Señala
con su índice enojado al estudiante para exigirle que apague y guarde el
celular de inmediato. Los mensajes los podés leer o mandar en el recreo, le
dice recordándole lo que unas cuantas veces discutieron y acordaron. Incluso
pregunta irónico si vieron el video que anda dando vueltas de la maestra china
que se pudre del molesto celular de un alumno y revienta el artefacto contra el
piso y le baila un malambo encima.
De
pronto una voz se alza desde el fondo y sostiene que no entiende bien por qué
tanto resquemor frente a los celulares, los correos electrónicos, los twits… Dice
que está cansado del remanido argumento de que las nuevas tecnologías, los
signitos, los ruidos y las palabras compactadas afectaban la práctica de la
escritura. ¿Acaso los más grandes artistas no fueron particularmente sagaces e
ingeniosos para apoderarse de las nuevas formas de la comunicación de sus
respectivas épocas? ¿Acaso deberíamos haberle prohibido a Oliverio Girondo
machacar varias palabras en una o sugerirle a Jimi Hendrix que la cortara con
eso de ensamblar ruidos eléctricos tan difíciles de seguir?
Lo
peor y sabia es la conclusión.

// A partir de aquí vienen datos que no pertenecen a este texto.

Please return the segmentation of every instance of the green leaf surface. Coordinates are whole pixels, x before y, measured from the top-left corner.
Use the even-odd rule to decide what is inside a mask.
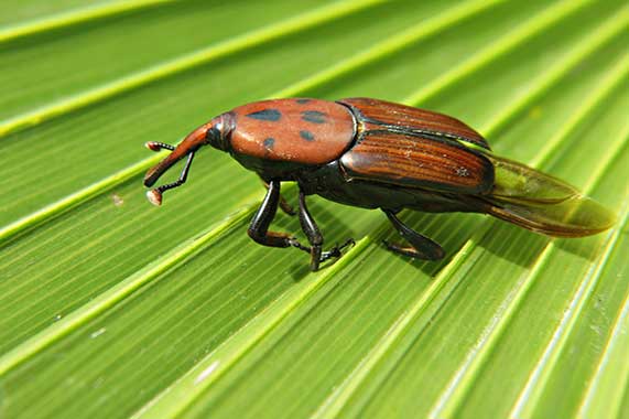
[[[0,17],[0,417],[627,416],[626,2],[31,0]],[[247,236],[263,189],[227,154],[203,149],[163,207],[145,201],[164,154],[143,142],[290,96],[456,116],[618,222],[551,239],[404,212],[447,251],[426,262],[381,245],[397,235],[380,212],[311,197],[326,244],[356,239],[312,273]]]

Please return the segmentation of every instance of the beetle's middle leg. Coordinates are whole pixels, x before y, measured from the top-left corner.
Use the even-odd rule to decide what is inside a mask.
[[[260,180],[262,181],[262,184],[264,185],[267,191],[269,191],[269,182],[267,182],[262,178],[260,178]],[[289,204],[289,202],[286,200],[284,200],[282,194],[280,194],[280,208],[282,208],[282,211],[284,213],[286,213],[288,215],[295,215],[296,214],[295,211],[293,210],[293,207],[291,206],[291,204]]]
[[[251,224],[249,225],[249,229],[247,234],[251,237],[256,243],[270,246],[270,247],[297,247],[302,248],[303,250],[310,251],[310,248],[302,246],[293,236],[286,233],[275,233],[269,232],[269,226],[271,222],[275,217],[275,213],[278,212],[278,206],[280,204],[280,181],[271,181],[269,182],[269,187],[267,190],[267,195],[264,196],[264,201],[262,201],[262,205],[251,219]]]
[[[354,240],[349,239],[340,246],[335,246],[327,251],[323,251],[323,235],[318,230],[314,218],[308,212],[306,206],[306,194],[302,190],[300,190],[300,224],[302,225],[302,229],[312,246],[311,248],[307,248],[307,251],[311,254],[311,270],[313,272],[318,270],[318,266],[322,261],[340,257],[341,250],[345,247],[354,245]],[[302,248],[302,250],[306,249]]]
[[[389,250],[395,251],[400,255],[411,256],[417,259],[424,260],[438,260],[445,256],[443,248],[431,240],[426,236],[422,236],[417,232],[413,230],[411,227],[405,225],[398,218],[394,212],[390,210],[382,210],[387,217],[393,224],[393,227],[400,233],[400,235],[411,244],[411,247],[403,247],[392,243],[384,241],[384,245]]]

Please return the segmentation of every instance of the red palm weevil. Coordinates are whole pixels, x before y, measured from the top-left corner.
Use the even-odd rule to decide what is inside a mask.
[[[458,119],[370,98],[257,101],[219,115],[177,147],[148,142],[153,151],[172,153],[147,173],[145,186],[187,155],[176,182],[148,192],[153,204],[161,204],[164,191],[185,183],[195,152],[206,144],[229,152],[267,184],[249,236],[264,246],[307,251],[313,271],[353,243],[323,251],[323,235],[306,206],[306,196],[313,194],[382,210],[410,245],[384,243],[387,247],[429,260],[443,258],[444,250],[405,225],[398,217],[401,210],[486,213],[557,237],[593,235],[615,221],[608,210],[565,182],[495,155],[482,136]],[[269,232],[284,203],[284,181],[299,185],[300,223],[310,246]]]

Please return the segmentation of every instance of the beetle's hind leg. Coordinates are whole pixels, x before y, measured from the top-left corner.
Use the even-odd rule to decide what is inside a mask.
[[[382,211],[384,214],[387,214],[387,217],[391,224],[393,224],[393,227],[395,227],[398,233],[400,233],[400,235],[411,244],[411,247],[403,247],[397,244],[384,241],[384,245],[387,248],[389,248],[389,250],[395,251],[400,255],[411,256],[413,258],[424,260],[438,260],[445,256],[445,251],[438,244],[425,236],[422,236],[402,223],[394,212],[390,210]]]
[[[323,235],[318,230],[318,227],[312,217],[308,208],[306,206],[306,195],[300,190],[300,224],[304,230],[306,237],[312,247],[304,248],[300,247],[302,250],[310,251],[311,254],[311,270],[317,271],[318,266],[322,261],[330,258],[338,258],[341,256],[341,250],[348,246],[354,246],[354,240],[350,238],[340,246],[334,246],[327,251],[323,251]],[[299,246],[297,246],[299,247]]]

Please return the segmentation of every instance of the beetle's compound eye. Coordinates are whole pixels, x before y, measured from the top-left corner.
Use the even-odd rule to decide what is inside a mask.
[[[223,128],[223,126],[217,123],[215,126],[212,126],[207,131],[205,131],[206,141],[213,146],[216,144],[218,141],[220,141],[220,129],[221,128]]]

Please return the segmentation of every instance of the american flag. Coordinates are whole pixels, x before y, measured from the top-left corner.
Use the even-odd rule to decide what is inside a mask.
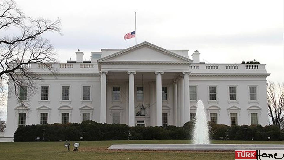
[[[129,32],[124,35],[124,40],[135,37],[135,31]]]

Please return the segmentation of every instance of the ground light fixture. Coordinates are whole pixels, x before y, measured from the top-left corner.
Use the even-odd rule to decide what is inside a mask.
[[[70,144],[69,143],[69,142],[66,142],[65,143],[64,143],[64,146],[66,148],[68,147],[68,151],[69,151],[69,146],[70,146]]]
[[[75,142],[73,144],[73,146],[75,147],[73,151],[78,151],[78,148],[80,146],[80,143],[79,142]]]

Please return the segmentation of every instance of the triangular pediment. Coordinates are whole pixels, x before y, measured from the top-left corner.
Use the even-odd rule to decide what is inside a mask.
[[[190,63],[192,60],[147,42],[144,42],[98,60],[105,62],[155,62]]]

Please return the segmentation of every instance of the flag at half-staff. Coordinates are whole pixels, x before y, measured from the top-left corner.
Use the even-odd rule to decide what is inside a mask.
[[[135,31],[129,32],[124,35],[124,40],[135,37]]]

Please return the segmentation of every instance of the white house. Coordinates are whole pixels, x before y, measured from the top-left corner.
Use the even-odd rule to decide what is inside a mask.
[[[30,104],[28,109],[14,96],[9,97],[5,137],[12,137],[21,125],[88,119],[182,126],[194,118],[199,100],[213,123],[268,124],[265,65],[205,64],[200,62],[198,51],[192,59],[188,51],[144,42],[125,49],[92,52],[91,61],[85,61],[78,50],[76,61],[52,64],[56,77],[44,66],[27,65],[42,80],[36,82],[36,94],[29,96],[24,87],[19,91]]]

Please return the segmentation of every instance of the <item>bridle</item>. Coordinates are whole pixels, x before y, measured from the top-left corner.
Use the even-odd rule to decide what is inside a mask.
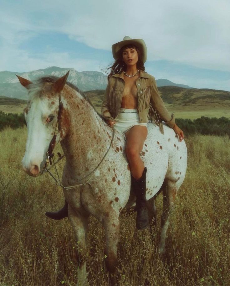
[[[54,156],[54,153],[53,153],[53,151],[55,147],[57,135],[58,135],[59,131],[59,132],[61,131],[61,118],[62,111],[63,109],[63,104],[62,103],[62,101],[61,101],[61,99],[60,93],[59,93],[59,103],[58,107],[58,120],[57,121],[57,123],[56,123],[56,126],[55,127],[55,130],[54,131],[54,136],[53,137],[53,138],[51,139],[51,141],[49,143],[48,151],[46,153],[46,161],[45,164],[44,165],[42,171],[42,175],[43,175],[43,174],[44,172],[45,171],[45,169],[47,170],[47,167],[48,166],[49,163],[51,165],[52,164],[52,159]],[[60,154],[60,153],[59,153],[59,154]],[[64,155],[62,157],[62,159],[64,156]],[[60,155],[59,155],[59,157],[60,158]]]
[[[51,139],[51,141],[49,143],[49,148],[48,149],[48,151],[46,153],[47,158],[46,163],[44,166],[44,167],[43,167],[42,171],[41,172],[41,174],[43,175],[44,173],[46,172],[49,173],[49,174],[55,180],[56,183],[56,185],[57,185],[60,186],[62,188],[63,188],[66,190],[70,190],[71,189],[74,189],[75,188],[80,187],[81,186],[85,185],[89,185],[92,189],[92,187],[90,184],[88,182],[88,181],[90,180],[91,177],[93,174],[95,172],[95,171],[97,170],[99,166],[101,164],[102,161],[105,157],[105,156],[108,154],[109,151],[110,150],[110,148],[112,145],[112,144],[113,143],[113,139],[114,137],[114,134],[115,133],[115,130],[114,129],[114,127],[113,126],[113,135],[112,136],[111,141],[110,143],[110,147],[109,147],[108,149],[108,150],[107,150],[107,151],[104,155],[103,158],[102,158],[102,159],[101,160],[100,163],[99,163],[99,164],[98,164],[95,168],[92,171],[91,171],[89,174],[87,175],[86,176],[85,176],[84,178],[81,179],[80,180],[82,180],[84,179],[85,179],[87,177],[89,177],[89,176],[90,176],[90,175],[91,175],[87,180],[87,181],[85,183],[83,183],[83,184],[79,184],[78,185],[75,185],[74,186],[65,186],[63,185],[61,183],[60,176],[59,176],[58,172],[58,170],[56,167],[56,164],[58,162],[59,162],[59,161],[60,161],[61,160],[61,159],[62,159],[62,158],[65,156],[65,155],[63,155],[62,156],[58,152],[58,155],[59,158],[58,159],[58,160],[55,161],[54,159],[54,154],[53,153],[56,143],[56,138],[57,137],[57,135],[58,135],[58,132],[60,132],[61,131],[61,119],[62,114],[62,111],[63,109],[63,104],[62,103],[62,101],[61,101],[61,98],[60,92],[59,94],[59,103],[58,108],[58,120],[56,123],[56,125],[55,127],[55,131],[54,131],[54,136],[53,136],[53,138]],[[54,166],[56,173],[57,173],[57,175],[58,176],[58,179],[56,179],[55,178],[54,176],[50,171],[50,169],[52,167],[51,165],[52,165],[52,160],[53,162],[54,163],[54,165],[53,166]],[[49,163],[50,165],[50,167],[49,168],[48,168],[47,167],[49,164]]]

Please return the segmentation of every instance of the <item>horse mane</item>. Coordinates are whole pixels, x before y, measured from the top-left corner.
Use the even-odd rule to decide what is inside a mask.
[[[43,86],[44,84],[45,83],[52,82],[53,83],[57,81],[59,78],[59,77],[58,77],[57,76],[55,76],[54,75],[50,75],[49,76],[41,76],[41,77],[38,78],[37,79],[33,82],[32,84],[31,85],[29,85],[29,91],[31,95],[31,96],[30,97],[31,99],[32,97],[34,97],[36,96],[39,96],[40,95],[39,93],[38,92]],[[105,121],[105,122],[106,122],[106,120],[105,118],[103,115],[100,114],[100,113],[97,111],[95,109],[95,107],[92,104],[92,102],[90,101],[89,99],[87,96],[86,94],[84,93],[83,91],[79,90],[78,87],[76,86],[75,86],[74,84],[71,83],[71,82],[69,82],[69,81],[66,81],[65,83],[70,87],[71,87],[71,88],[73,88],[73,89],[74,90],[77,92],[80,93],[82,97],[83,97],[87,101],[91,106],[92,107],[95,111],[95,112],[96,112],[97,114],[100,117],[101,119],[102,119],[103,121]]]

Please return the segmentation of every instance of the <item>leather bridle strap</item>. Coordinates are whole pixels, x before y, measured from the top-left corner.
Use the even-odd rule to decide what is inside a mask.
[[[52,160],[51,159],[54,157],[54,153],[53,153],[53,150],[54,149],[55,146],[55,144],[56,143],[56,138],[58,134],[58,131],[61,131],[61,118],[62,113],[62,111],[63,109],[63,104],[61,99],[61,94],[59,94],[59,106],[58,108],[58,120],[56,123],[56,126],[55,128],[55,131],[54,133],[53,138],[51,140],[49,143],[49,148],[48,149],[48,152],[47,153],[47,155],[48,159],[49,160],[49,164],[50,165],[52,164]]]

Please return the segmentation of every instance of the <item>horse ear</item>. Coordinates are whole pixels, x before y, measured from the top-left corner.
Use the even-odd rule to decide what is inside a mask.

El muchacho asegura que, en el fondo, los problemas
se suscitan porque en los colegios están pensando en capacitar gente para
rellenar planillas y escribir cartas comerciales. Ése sería el horizonte que se
esconde debajo de la pomposa cláusula “objetivos de lecto-escritura”.
¿Puede
una conversación distendida ser a la vez interesante y peligrosa? Claro que sí,
piensa el docente, y ésta sin duda lo es. Así que más vale hacerse cargo.